Du 5 au 25 juillet, le Festival Jeunes Talents réussit la prouesse de maintenir sa 20e édition malgré les contraintes sanitaires liées à la pandémie de Covid-19. Toutes les précautions sont prises : port du masque obligatoire, gel religieusement offert à l’entrée, sortie rang par rang, concert sans entracte. Après un mot d’introduction de Laurent Bureau, fondateur du Festival, le jeune pianiste français de 27 ans Jean-Baptiste Doulcet s’avance vers le piano de concert Steingraeber & Söhne disposé au cœur de la Cathédrale Sainte-Croix-des-Arméniens.

Jean-Baptiste Doulcet © Meghdad Shamsolvaezin
Jean-Baptiste Doulcet
© Meghdad Shamsolvaezin

Sans plus attendre, il se lance dans le premier mouvement des Kreisleriana (1838), l’œuvre d’un Schumann de 28 ans passionné par le romantisme littéraire d’Hoffmann et miroir supposé des états d’âme changeants du compositeur. Schumann accompagne l’exposition tempétueuse de l’indication Äußerst bewegt (Extrêmement animé). Jean-Baptiste Doulcet choisit au contraire de l’amener avec un entrain mesuré, avec certaines fins de phrase marquées d'une curieuse retenue et un rubato trop marqué. Si les premières mesures laissent sur notre faim, la suite réserve toutefois des merveilles. Jean-Baptiste Doulcet cultive tout au long des Kreisleriana un raffinement dans le jeu et un lyrisme poétique sans tomber le mauvais goût. Une intuition confirmée au deuxième mouvement, où le pianiste montre une sensibilité extrême dans l’articulation des différentes voix. Le pied retenu sur la pédale (la Cathédrale prolonge déjà naturellement le son), il déploie un discours parfaitement intelligible avec un toucher toujours bien timbré et exploitant une très riche palette de nuances. Plus loin, dans le 7e mouvement, le pianiste dévoile une vélocité sans encombre, arrachant les basses avec une pulsation rythmique bien ancrée, une vélocité retrouvée allègre dans le dernier mouvement où il explore d’une main droite légère et sautillante son motif mystérieux.

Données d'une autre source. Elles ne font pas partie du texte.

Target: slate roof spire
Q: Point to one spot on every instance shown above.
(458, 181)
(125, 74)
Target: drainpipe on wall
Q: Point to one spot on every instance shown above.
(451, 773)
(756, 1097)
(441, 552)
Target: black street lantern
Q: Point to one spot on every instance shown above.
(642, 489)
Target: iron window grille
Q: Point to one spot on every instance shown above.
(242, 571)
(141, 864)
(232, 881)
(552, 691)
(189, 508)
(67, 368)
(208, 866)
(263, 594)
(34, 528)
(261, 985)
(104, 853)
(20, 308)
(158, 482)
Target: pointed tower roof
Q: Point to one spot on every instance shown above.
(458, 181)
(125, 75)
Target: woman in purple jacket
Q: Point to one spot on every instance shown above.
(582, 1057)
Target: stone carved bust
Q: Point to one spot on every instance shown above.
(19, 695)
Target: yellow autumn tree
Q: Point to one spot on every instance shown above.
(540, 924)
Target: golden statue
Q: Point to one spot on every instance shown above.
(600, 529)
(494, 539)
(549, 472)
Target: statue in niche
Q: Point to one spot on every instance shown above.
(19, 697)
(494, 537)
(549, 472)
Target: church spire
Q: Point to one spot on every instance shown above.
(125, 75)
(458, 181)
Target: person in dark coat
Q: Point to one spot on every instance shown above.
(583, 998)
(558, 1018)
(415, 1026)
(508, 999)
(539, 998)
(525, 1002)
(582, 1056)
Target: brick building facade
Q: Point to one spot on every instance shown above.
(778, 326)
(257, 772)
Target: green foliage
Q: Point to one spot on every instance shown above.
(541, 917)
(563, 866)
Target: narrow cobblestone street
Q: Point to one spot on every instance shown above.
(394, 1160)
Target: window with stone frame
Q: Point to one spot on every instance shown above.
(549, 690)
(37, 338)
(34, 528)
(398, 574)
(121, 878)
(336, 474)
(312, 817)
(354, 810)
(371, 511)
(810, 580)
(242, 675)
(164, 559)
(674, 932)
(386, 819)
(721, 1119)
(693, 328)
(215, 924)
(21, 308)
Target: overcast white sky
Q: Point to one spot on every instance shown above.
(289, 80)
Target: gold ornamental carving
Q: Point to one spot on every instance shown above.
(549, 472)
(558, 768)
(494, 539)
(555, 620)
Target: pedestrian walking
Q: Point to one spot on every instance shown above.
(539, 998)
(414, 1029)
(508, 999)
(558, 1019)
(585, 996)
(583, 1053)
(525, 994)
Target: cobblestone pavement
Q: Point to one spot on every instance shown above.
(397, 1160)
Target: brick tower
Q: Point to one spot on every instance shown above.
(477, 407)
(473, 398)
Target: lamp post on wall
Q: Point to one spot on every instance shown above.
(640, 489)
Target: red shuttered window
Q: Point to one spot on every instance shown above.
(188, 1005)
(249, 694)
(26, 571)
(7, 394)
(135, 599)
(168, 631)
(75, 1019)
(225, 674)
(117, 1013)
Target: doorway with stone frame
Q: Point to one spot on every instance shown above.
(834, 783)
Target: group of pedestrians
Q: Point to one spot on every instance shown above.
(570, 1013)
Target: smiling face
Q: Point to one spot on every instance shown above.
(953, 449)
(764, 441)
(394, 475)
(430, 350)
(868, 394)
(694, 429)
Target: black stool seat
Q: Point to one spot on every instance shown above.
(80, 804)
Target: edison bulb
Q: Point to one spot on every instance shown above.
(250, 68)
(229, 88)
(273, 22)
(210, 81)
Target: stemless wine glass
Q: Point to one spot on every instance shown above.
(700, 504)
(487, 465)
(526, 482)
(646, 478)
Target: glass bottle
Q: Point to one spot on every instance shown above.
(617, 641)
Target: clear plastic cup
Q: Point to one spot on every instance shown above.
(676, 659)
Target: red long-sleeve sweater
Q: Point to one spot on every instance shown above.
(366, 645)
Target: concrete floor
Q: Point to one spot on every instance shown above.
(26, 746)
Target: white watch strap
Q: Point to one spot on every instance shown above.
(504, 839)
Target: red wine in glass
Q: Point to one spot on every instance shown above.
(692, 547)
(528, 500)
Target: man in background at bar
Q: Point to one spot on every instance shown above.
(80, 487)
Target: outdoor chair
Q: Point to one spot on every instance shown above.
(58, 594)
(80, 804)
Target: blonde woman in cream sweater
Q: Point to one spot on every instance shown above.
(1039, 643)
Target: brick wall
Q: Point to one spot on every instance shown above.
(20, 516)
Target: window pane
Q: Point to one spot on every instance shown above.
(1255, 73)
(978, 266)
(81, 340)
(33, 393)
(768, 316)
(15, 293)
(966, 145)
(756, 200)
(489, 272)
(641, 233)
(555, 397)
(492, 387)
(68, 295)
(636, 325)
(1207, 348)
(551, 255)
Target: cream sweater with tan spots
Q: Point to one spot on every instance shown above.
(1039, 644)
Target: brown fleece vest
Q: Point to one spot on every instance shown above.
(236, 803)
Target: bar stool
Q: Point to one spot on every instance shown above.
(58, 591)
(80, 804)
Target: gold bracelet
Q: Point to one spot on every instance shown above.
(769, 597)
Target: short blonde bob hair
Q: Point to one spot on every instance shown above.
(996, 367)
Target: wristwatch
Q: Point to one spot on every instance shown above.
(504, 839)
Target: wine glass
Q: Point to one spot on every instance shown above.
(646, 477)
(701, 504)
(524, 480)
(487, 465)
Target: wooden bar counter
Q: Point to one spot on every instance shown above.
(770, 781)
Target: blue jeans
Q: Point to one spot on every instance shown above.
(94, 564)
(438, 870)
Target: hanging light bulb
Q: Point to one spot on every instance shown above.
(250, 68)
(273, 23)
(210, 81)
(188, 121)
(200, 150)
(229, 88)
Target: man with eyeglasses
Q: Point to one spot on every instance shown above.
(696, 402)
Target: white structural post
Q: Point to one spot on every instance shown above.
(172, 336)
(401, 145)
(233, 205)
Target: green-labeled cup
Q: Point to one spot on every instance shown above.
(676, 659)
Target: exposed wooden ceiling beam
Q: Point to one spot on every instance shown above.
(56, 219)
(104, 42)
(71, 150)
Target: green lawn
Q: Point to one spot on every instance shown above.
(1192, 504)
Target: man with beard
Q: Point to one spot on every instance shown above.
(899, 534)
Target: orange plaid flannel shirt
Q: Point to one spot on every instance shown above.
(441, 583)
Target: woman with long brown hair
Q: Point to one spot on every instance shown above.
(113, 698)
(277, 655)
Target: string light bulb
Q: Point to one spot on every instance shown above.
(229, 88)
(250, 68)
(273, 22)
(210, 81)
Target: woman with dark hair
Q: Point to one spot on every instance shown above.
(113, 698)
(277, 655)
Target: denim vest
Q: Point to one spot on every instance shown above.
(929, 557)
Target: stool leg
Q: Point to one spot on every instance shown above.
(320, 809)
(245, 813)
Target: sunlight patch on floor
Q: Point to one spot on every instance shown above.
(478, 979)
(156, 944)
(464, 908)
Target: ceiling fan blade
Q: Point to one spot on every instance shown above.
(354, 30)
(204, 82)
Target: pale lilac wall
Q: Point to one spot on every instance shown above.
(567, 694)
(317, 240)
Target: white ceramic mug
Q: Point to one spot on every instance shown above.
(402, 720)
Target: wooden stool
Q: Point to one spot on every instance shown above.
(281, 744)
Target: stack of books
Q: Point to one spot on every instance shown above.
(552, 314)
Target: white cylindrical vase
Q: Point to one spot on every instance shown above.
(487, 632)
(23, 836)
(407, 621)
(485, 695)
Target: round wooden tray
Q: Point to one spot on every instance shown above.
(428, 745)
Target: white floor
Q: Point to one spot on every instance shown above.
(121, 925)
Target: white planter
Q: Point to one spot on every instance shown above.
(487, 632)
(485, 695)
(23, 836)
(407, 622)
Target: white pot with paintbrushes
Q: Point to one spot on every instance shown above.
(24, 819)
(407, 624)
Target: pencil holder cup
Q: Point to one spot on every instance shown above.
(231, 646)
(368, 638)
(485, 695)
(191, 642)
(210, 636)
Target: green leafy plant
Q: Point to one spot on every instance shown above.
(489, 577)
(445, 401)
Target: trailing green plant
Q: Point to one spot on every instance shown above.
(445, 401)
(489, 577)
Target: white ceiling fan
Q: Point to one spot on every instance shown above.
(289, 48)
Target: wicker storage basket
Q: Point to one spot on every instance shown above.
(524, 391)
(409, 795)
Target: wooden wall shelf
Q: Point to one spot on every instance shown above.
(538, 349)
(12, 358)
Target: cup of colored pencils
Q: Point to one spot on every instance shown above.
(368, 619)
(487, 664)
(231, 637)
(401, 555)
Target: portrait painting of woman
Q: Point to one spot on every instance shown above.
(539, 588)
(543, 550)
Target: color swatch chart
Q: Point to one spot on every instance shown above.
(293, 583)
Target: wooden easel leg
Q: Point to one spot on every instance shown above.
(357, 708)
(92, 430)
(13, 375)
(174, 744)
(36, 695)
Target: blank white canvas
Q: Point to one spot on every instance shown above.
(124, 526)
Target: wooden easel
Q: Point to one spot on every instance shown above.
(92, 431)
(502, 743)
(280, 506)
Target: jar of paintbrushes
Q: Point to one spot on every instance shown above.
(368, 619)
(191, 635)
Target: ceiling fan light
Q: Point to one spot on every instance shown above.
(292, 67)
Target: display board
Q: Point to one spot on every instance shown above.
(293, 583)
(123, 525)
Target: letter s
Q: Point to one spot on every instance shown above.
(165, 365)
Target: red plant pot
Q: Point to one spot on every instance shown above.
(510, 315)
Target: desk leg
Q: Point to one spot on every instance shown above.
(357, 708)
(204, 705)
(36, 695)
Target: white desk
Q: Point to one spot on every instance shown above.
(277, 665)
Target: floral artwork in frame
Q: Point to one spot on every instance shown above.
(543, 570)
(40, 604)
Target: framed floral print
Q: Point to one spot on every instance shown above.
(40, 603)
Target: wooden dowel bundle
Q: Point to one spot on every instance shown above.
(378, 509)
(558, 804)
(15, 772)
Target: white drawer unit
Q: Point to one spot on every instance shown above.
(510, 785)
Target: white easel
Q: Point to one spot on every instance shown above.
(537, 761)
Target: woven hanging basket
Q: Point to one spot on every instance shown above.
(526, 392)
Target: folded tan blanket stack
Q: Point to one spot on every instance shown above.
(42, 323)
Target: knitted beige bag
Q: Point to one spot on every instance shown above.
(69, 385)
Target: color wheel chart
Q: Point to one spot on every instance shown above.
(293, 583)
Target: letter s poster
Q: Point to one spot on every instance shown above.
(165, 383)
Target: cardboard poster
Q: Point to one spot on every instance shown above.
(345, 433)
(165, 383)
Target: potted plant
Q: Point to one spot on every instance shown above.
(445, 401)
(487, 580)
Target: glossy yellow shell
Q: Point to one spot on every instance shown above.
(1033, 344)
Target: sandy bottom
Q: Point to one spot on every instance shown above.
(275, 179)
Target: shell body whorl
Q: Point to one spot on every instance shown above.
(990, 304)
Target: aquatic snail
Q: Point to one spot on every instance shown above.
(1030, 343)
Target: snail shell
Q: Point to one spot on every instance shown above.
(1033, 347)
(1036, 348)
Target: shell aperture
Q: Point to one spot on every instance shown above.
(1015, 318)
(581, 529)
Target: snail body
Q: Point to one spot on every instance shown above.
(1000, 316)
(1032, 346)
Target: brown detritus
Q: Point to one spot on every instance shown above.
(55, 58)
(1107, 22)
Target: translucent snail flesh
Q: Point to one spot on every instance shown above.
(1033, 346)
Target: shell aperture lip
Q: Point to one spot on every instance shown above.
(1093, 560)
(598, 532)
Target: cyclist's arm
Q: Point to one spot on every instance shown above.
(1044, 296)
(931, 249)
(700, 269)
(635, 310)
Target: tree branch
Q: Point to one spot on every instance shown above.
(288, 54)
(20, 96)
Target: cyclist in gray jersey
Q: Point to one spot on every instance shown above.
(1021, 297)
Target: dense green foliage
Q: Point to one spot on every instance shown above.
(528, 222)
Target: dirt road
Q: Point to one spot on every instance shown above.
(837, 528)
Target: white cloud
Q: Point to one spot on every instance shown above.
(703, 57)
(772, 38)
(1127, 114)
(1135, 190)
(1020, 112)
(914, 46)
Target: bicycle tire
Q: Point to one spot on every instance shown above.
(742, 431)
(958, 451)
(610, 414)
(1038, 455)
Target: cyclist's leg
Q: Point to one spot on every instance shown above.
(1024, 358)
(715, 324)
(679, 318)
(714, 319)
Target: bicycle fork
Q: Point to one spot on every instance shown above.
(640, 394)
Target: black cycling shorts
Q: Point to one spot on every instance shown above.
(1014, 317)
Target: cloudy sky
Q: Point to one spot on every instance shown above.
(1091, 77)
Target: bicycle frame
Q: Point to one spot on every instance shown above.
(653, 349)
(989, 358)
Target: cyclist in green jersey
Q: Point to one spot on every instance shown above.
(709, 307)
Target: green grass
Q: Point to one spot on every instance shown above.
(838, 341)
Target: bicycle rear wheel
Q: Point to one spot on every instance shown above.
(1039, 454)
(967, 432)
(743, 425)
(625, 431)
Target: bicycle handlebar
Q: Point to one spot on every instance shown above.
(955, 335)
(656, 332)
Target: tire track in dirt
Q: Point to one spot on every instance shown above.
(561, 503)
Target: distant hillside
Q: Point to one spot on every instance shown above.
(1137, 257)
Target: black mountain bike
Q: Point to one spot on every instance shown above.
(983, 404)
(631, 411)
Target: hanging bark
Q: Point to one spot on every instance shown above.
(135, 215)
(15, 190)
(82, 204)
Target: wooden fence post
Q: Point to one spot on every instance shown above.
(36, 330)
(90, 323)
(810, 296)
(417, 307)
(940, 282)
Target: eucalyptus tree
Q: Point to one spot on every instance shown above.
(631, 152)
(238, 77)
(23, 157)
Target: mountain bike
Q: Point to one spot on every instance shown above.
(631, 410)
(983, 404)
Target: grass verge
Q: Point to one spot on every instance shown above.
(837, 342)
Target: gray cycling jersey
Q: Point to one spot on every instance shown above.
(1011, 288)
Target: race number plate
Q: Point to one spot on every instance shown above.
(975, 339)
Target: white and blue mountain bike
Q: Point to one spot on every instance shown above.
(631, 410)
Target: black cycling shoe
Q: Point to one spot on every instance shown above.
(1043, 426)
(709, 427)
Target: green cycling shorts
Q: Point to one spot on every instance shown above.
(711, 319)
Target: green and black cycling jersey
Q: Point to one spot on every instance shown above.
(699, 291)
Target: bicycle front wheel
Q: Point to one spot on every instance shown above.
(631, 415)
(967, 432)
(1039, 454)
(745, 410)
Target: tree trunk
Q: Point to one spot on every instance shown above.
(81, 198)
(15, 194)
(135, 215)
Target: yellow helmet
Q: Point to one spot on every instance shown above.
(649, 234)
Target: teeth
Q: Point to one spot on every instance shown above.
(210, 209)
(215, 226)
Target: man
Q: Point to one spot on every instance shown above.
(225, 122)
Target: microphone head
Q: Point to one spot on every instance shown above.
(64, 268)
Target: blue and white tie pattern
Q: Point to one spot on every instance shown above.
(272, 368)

Jean-Baptiste Doulcet © Meghdad Shamsolvaezin
Jean-Baptiste Doulcet
© Meghdad Shamsolvaezin

Après quelques instants de pause, la tourneuse de page agence 3 partitions manuscrites sur le piano. Le pianiste-improvisateur-compositeur revient sur scène pour incarner trois de ses préludes « de forme libre » indique-t-il sur le programme et de caractères variés. Au contraire du Schumann, le pianiste se laisse ici aller à un jeu pleinement délié au rubato souverain. On retrouve par-ci par-là des influences de Rachmaninov, Chausson, Szymanowski voire Debussy, unis par ce même souci de la conduite des voix, inaltérable dans le jeu comme dans l’écriture, et une technique redoutable faisant fi des difficultés techniques écrites par le pianiste lui-même. 

© Meghdad Shamsolvaezin
© Meghdad Shamsolvaezin

Le plus difficile reste toutefois à venir, avec L’Après une lecture du Dante de Franz Liszt, clôturant en beauté ce programme « Un monde fantastique » concocté par Jean-Baptiste Doulcet. L’œuvre pour piano, directement inspiré par La Divine Comédie de Dante, explore comme chez Schumann les émotions les plus opposées, depuis l’enfer vers les joies célestes du paradis. La retenue expresse chez Schumann laisse ici la place au spectaculaire. Les deux mains resserrées, le pianiste assène le premier motif d’un fortissimo strident, avant de s’enfoncer dans les abîmes avec des accords martelés dans le registre grave du clavier d’un jeu frénétique et palpitant. La clarté du son entretenue jusqu’alors laisse parfois la place à une certaine confusion. Cette impression est corroborée par une pédale très mobilisée, notamment lorsque les deux mains embrassent de manière régulière des accords à plusieurs sons. Et si, lorsque surviennent soudainement les premiers échos du paradis, les premiers véritables piani émergent, le caractère hâtif du jeu prend le dessus. Quelque voluptueuse que soit la mélodie dessinée dans les aigus à la main droite, comme en lévitation sur un accompagnement ductile et inconsistant, elle est comme prise de frénésie, et l’on en revient rapidement et inéluctablement à l’enfer où l’artiste semble particulièrement se plaire. Le jeu est plus sanguin que jamais, les fortissimi fusent, le tempo est pris à pas de course dans les dernières chevauchées du morceau. Et l’on reste quelque peu à l’écart de cette précipitation dans le jeu, qui n’offre pas le temps d’apprécier la clarté du discours qui chez Schumann avait fait merveille.